What Does the European Digital Single Market Mean for Content Licensing?

Territories and windows are at the heart of the content licensing business, but a new initiative in the European Union, the Digital Single Market (DSM), threatens to blow apart the principle of licensing content country by country.

The objective is to create a single EU market for content, as there is for other goods and services. Ostensibly the initiative is aimed at creating a better consumer experience – no longer will consumers find that digital content they’ve paid for at home fails to work when they go on vacation in another European country.

Exactly what DSM will involve and how it will impact the market for content and sports rights is not yet certain. It seems that territoriality will not disappear completely, and that “unjustified” geo-blocking will be outlawed.

EU Commissioner Andrus Ansip is leading the drive, and so far has not exactly clarified things. “We are in favor of the principle of territoriality, but I am not accepting absolute territorial exclusivity,” he told The Hollywood Reporter.

The content industry is rightly concerned about the potential to disrupt the market – particularly in view of the lack of clarity about exactly what is planned.

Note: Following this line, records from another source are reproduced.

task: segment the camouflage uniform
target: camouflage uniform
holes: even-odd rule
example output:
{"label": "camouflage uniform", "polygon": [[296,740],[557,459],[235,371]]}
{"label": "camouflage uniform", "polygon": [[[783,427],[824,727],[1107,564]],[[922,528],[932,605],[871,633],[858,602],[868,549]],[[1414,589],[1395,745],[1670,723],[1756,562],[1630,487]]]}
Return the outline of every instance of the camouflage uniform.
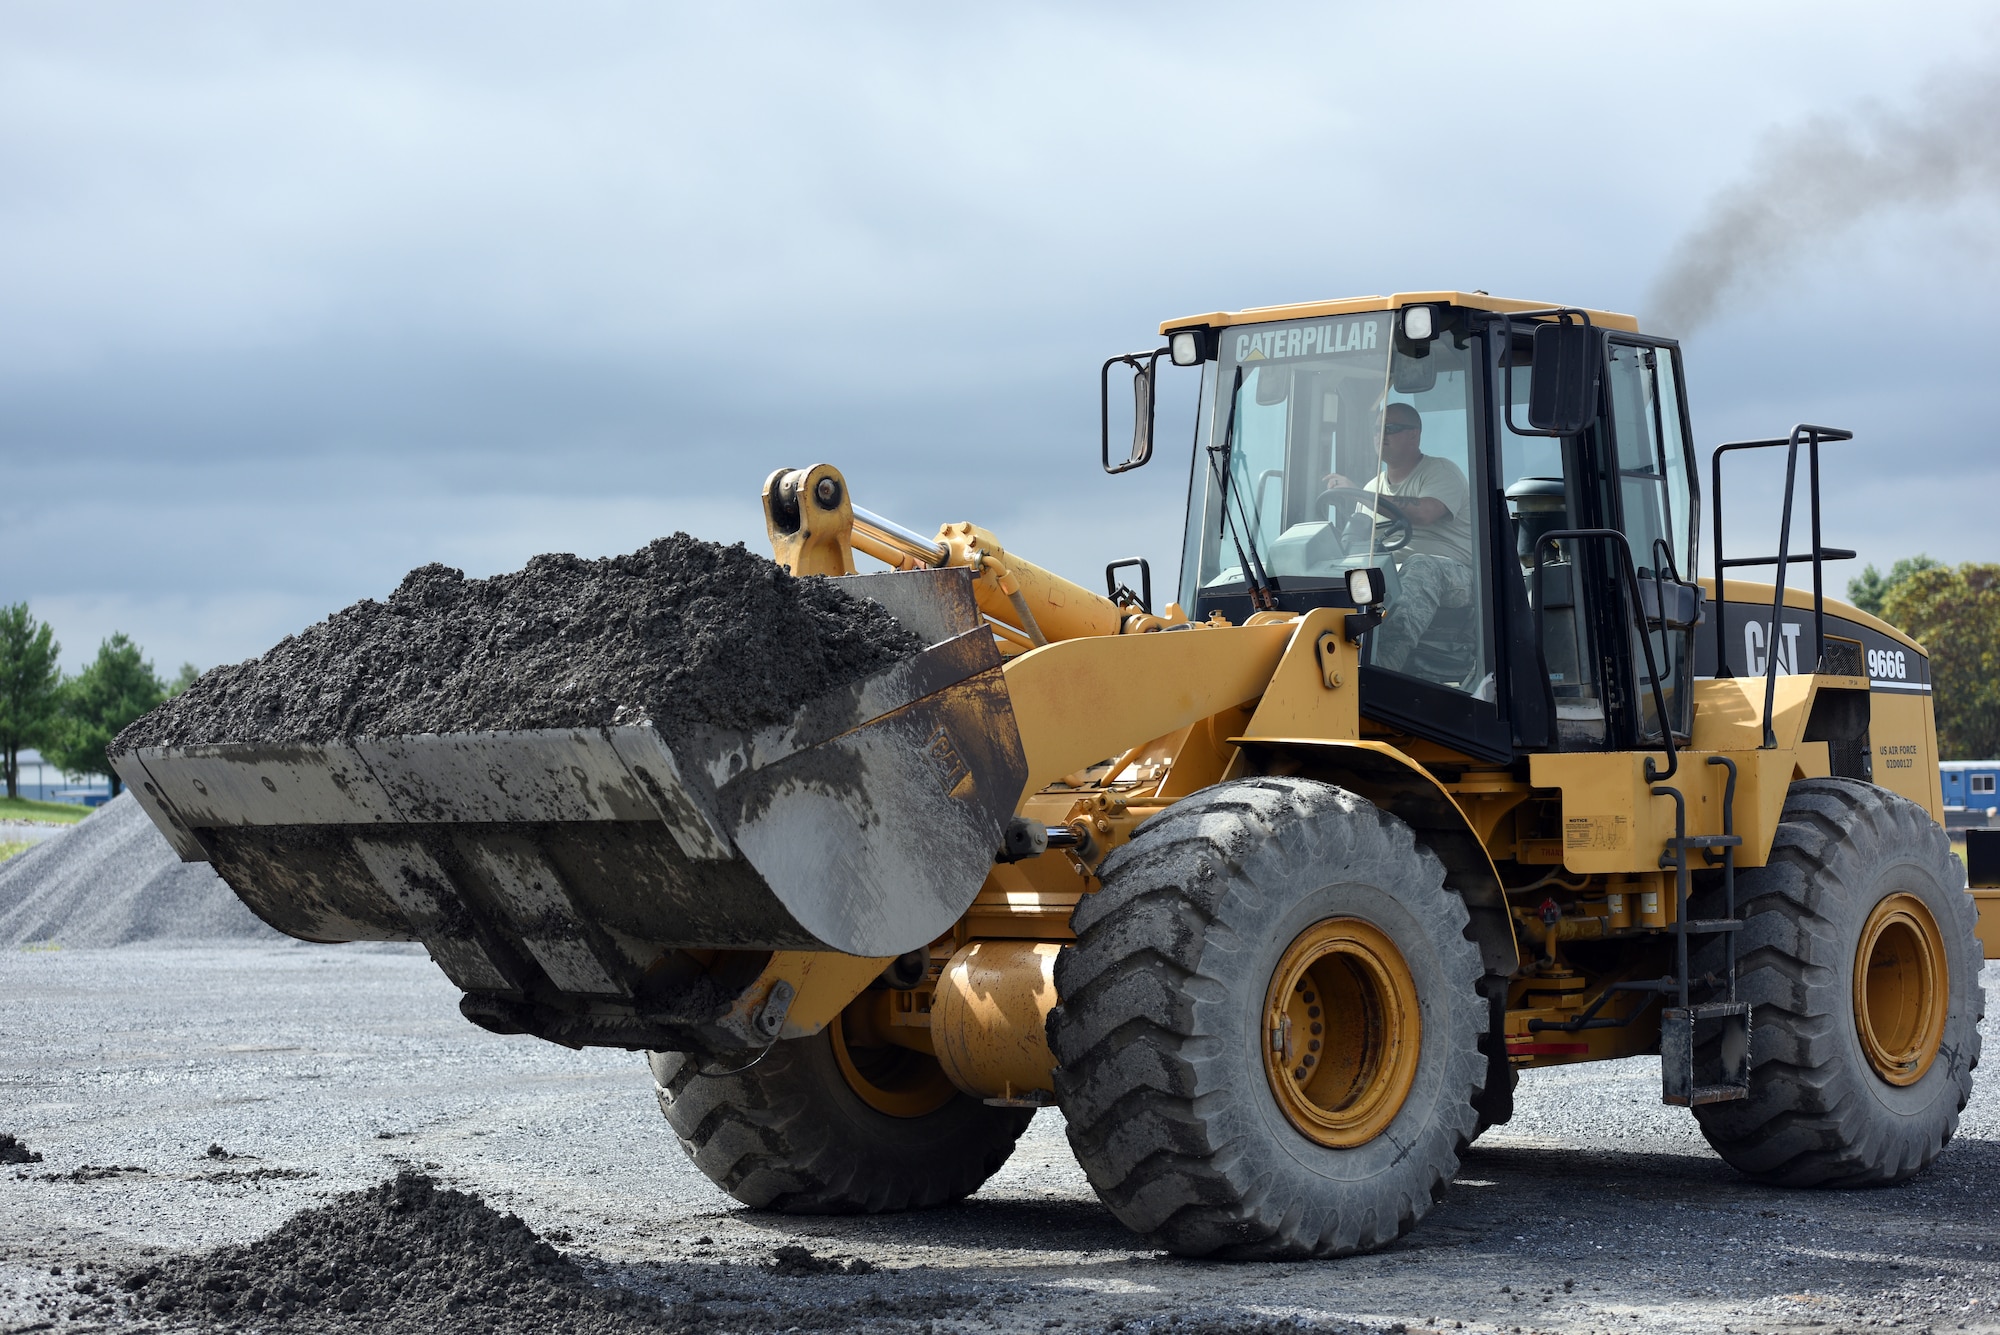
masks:
{"label": "camouflage uniform", "polygon": [[[1407,672],[1411,670],[1410,656],[1436,620],[1438,610],[1471,606],[1472,567],[1448,556],[1413,552],[1404,558],[1400,573],[1396,596],[1382,609],[1382,624],[1369,638],[1374,641],[1371,661],[1376,667]],[[1436,647],[1452,651],[1447,656],[1453,659],[1463,652],[1458,645]]]}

And the potential for unintended consequences is significant.

For example, a user of a popular free OTT streaming service like the BBC’s iPlayer in the UK will be all in favor of being able to watch it wherever they travel in Europe (it’s currently geo-blocked outside the UK).  But as a UK TV license fee payer, that same user is much less likely to be keen on every other EU citizen being able to watch the service and have a free ride.

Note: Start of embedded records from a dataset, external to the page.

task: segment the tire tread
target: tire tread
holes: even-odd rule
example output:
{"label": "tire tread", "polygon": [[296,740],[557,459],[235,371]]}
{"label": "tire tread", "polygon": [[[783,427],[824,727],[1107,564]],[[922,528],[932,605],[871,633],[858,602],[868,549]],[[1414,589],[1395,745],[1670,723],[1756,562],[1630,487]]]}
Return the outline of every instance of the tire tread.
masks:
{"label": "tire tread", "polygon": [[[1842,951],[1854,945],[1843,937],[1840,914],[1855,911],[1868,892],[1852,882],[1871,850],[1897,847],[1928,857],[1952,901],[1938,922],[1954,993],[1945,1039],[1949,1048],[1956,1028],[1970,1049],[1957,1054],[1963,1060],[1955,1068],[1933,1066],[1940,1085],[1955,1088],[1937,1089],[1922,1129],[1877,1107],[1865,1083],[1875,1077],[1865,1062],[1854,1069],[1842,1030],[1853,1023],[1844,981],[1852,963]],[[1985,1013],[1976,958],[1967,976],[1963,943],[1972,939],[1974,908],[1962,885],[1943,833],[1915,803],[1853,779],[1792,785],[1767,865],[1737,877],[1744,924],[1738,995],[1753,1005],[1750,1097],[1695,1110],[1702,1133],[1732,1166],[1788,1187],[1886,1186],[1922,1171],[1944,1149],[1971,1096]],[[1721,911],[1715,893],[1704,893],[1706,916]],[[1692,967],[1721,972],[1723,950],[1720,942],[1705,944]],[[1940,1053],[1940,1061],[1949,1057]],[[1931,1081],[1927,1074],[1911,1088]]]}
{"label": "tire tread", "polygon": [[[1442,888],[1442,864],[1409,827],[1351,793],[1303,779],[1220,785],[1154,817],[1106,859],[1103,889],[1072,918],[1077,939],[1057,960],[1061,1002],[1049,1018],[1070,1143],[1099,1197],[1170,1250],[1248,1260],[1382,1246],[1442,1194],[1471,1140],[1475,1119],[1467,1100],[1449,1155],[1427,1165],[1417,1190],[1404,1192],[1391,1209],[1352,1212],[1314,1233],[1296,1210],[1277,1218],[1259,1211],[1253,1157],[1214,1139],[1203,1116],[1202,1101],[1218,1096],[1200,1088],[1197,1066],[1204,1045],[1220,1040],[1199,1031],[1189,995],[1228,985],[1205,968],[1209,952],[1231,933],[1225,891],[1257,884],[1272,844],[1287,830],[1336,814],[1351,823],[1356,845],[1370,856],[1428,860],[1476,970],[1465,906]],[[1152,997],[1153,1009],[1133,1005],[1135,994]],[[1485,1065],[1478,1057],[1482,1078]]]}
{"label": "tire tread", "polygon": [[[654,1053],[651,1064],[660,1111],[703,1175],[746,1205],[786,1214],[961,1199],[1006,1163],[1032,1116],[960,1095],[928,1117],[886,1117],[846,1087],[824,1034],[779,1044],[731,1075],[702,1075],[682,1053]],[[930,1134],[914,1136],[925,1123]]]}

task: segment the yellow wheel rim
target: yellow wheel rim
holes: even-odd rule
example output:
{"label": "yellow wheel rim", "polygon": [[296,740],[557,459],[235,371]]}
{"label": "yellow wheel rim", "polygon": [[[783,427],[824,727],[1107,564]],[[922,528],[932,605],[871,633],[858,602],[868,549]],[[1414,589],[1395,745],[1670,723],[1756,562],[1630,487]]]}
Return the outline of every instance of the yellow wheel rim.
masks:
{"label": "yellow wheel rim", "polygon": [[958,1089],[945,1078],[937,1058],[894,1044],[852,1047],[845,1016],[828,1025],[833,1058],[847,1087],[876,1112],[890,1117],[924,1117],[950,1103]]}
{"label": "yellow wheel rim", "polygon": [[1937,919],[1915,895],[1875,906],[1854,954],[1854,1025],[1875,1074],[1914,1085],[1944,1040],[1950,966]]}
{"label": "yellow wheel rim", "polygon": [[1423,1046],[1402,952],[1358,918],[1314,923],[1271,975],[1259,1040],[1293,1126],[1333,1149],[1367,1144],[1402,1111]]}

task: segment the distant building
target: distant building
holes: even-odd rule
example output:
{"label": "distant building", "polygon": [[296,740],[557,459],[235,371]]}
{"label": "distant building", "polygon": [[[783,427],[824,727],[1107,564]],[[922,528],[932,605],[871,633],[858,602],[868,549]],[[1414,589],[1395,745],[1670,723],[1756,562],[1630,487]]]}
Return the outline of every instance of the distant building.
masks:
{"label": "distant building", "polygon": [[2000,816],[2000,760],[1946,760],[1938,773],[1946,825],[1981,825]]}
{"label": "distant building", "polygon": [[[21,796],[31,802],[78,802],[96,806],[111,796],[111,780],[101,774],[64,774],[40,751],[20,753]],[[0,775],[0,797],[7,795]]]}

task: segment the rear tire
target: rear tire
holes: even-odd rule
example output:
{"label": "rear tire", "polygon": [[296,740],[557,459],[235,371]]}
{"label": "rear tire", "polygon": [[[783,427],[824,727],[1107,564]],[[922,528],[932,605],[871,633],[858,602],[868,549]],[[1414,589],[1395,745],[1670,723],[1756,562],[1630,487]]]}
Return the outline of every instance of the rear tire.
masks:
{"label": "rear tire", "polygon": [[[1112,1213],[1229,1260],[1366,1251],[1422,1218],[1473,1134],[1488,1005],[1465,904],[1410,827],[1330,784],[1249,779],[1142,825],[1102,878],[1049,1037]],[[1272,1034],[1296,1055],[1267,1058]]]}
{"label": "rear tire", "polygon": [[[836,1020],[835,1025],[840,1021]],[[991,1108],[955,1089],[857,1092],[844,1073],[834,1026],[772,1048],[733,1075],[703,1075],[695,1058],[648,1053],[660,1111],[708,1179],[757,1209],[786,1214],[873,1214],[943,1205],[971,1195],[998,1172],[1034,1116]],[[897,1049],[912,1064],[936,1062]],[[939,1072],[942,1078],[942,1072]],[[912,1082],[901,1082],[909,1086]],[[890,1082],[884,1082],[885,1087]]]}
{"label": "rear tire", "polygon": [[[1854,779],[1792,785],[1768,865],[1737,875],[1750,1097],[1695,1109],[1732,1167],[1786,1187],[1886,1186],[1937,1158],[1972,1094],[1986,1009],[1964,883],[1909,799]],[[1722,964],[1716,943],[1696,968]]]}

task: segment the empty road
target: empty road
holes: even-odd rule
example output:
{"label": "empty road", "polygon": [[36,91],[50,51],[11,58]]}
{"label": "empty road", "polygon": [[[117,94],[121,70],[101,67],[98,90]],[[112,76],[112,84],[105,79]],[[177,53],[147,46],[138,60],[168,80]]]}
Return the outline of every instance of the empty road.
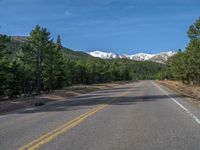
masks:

Or suppose an entrepreneur in a smaller market like the Netherlands decides to launch an innovative OTT video service.  Today they will need to license content just for that territory. If, under the DSM, they must open up their service to customers in every EU country the licensing cost could become prohibitive – if the content was available at all.  The inevitable outcome would be the large international players like Netflix and Amazon dominating at the expense of local players – the reverse of the EU’s objectives.

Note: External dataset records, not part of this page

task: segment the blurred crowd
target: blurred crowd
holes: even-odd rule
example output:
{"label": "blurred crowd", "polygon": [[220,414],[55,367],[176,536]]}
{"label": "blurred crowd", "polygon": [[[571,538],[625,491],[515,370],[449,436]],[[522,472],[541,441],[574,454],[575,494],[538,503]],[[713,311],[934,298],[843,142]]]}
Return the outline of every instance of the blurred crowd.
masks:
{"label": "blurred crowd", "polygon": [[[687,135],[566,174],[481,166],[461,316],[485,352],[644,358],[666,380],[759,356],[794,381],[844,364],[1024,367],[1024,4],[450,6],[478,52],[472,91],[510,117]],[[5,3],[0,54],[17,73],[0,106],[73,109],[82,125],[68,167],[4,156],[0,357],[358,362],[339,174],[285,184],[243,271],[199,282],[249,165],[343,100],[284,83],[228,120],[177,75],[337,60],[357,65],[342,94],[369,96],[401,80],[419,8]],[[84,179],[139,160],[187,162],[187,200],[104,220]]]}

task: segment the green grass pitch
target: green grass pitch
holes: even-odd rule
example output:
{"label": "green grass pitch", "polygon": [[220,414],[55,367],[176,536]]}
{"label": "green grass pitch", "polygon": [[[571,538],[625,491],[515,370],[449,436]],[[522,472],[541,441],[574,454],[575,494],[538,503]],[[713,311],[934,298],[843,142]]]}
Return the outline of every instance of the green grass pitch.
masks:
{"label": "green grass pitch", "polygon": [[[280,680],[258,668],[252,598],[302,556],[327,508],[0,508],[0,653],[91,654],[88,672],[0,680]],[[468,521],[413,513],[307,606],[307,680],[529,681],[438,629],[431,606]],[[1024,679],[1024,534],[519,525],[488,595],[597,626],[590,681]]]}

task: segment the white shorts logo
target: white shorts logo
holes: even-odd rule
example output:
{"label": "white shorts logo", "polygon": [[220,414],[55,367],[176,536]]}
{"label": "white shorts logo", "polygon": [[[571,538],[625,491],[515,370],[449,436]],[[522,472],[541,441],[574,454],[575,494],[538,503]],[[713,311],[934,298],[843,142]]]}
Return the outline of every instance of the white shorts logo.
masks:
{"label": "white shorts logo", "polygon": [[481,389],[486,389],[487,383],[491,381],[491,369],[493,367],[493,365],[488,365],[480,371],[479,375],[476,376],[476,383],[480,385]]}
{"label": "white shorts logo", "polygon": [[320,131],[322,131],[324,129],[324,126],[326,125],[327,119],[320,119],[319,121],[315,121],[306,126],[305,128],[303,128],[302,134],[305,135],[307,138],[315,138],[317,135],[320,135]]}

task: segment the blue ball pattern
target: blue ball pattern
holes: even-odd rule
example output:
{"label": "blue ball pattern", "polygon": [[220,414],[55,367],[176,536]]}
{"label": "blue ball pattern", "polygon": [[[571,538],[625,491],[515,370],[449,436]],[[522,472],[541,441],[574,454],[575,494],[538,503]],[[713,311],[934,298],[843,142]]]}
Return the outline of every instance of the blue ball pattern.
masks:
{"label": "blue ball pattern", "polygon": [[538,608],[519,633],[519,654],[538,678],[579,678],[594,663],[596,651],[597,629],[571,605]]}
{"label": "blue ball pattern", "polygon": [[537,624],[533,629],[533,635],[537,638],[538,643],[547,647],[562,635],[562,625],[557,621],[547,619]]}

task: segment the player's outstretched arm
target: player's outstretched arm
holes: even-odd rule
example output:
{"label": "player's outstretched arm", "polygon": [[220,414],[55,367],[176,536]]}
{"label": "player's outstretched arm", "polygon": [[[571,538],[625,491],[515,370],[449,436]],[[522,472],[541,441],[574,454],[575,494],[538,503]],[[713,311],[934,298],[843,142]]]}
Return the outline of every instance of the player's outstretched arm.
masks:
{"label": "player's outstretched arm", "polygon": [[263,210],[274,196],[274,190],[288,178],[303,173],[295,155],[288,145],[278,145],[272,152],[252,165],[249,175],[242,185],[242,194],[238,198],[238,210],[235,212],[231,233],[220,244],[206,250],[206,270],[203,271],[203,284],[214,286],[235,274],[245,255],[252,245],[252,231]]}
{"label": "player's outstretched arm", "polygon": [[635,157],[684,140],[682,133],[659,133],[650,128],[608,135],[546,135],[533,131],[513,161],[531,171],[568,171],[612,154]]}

And sports rights currently vary in value wildly by country. The English Premiership rights cost $8 billion in the UK, but a fraction of that in another EU market like Greece. If the DSM mandates that UK viewers can freely access the service in Greece at a much lower cost, the result will be the end of sports rights being sold in any other than the main country.

The industry is busy lobbying the European Commission to highlight these concerns, with representations from trade organizations including the Federation of European Publishers and the Sports Rights Owners Coalition – who fear the DSM proposals are motivated more by politics than a desire to bolster Europe’s digital content market.

Whatever the outcome, it’s a wake-up call for the industry to acknowledge that the digital mobile world requires a new approach to content licensing. Old models still based on old physical disk or theatrical principles need to evolve. Where content owners and distributors are leaving gaps in the market or dissatisfied consumers, it’s inevitable that either piracy, or governmental regulation like DSM, will emerge.

Content licensing models will evolve to become more sophisticated. As a leading vendor of enterprise intellectual property, rights and licensing tools, FADEL is working with the industry to make that evolution simple and efficient.